Mentors, Advisors, Experts: “Time is the Fire in Which We Burn”

“The biggest challenge mentors and advisors face is discerning who to work with,” says Jeremy O’Krafka, Founder of MentorNetwork.ca

Jeremy was the force behind the world’s largest business mentoring event. He says:

“45 per cent of our over 200 applicants said that their biggest problem was finding funding, but the feedback that we got from the 168 mentors who participated was that the real problem is that the startups are not ready for funding.” 

Resolving that disconnect is key to new levels of productivity.

Mentors, Advisors and subject matter experts play a vital prospecting role, filtering startups and separating the wheat from the chaff. Almost all of this work goes unrecognized and unrewarded. Their motives fall within a continuum of financial and social capital interests.

“TIE members do it for the joy of giving back,” says Deepak Bhagat, a Charter Member of TIE Silicon Valley and a member the TIE Angels Steering Committee

“Our Entrepreneurs in Residence (EIRs) love to build companies. They don’t do the Lion’s Club. They enjoy the stimulus and view creating value as a type of altruism,” adds Tom Rice, a member and organizer of Plug n Play’s, Sunnyvale based EIR program.

Bloggers and event organizers who focus on startups exercise influence. But how can we begin to understand how much impact these players really have?

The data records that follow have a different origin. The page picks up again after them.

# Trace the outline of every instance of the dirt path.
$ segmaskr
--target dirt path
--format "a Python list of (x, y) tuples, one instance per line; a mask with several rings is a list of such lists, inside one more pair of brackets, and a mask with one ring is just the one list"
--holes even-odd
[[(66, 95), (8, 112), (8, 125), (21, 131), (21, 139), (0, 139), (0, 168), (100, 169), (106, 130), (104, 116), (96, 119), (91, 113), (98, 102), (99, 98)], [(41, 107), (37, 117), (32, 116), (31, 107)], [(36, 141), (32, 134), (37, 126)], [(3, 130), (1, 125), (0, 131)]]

Barter and gift economies are two ancient forms of trading that are inefficient, opaque, illiquid, bound by geography, limited by social connections and suffer from relatively low levels of productivity. Yet they are the dominant forms for how we allocate time, money and attention to innovation.  “Venture capital is a Mafia world,” said one VC during our customer development interviews. And we wonder why the world is a bit of mess?

The Cdling platform and Cdling Scores, denominated in CD$ (i.e. a twitter friendly spelling of “seeds”) will bring transparency and mediate this huge, global and rapidly expanding existing market of social capital. Even if real money prediction markets are not legalized in the United States, which will enable us to make CD$ convertible to dollars, there is lots of room along the continuum to financial capital for you to experience consequential ROI.

You are entering a market optimized for:

Individual Assets:

  • information flow
  • influence
  • social credentials
  • reinforcement of your innovation identity
  • recognition, and,

Collective Assets:

  • trust
  • a network structure that supports innovation (efficiency of weak ties)
  • reputation
  • authority
  • sanctions, and,
  • propagating a culture of innovation.

While most will describe Cdling as another social networking platform, we think the spillover effects of publishing will be more important to our goal of improving the allocation of resources to game changing innovation. Our Advisor, Yale’s Olav Sorenson published some relative research on this while he was at the London School of Economics.

Of course, academic experts will understand any game of “publish or perish”. Universities and colleges who are serious about embracing innovation and getting better at commercialization, should welcome an approach to evaluating experts based upon their reputation at the intersection of knowledge and successful application. 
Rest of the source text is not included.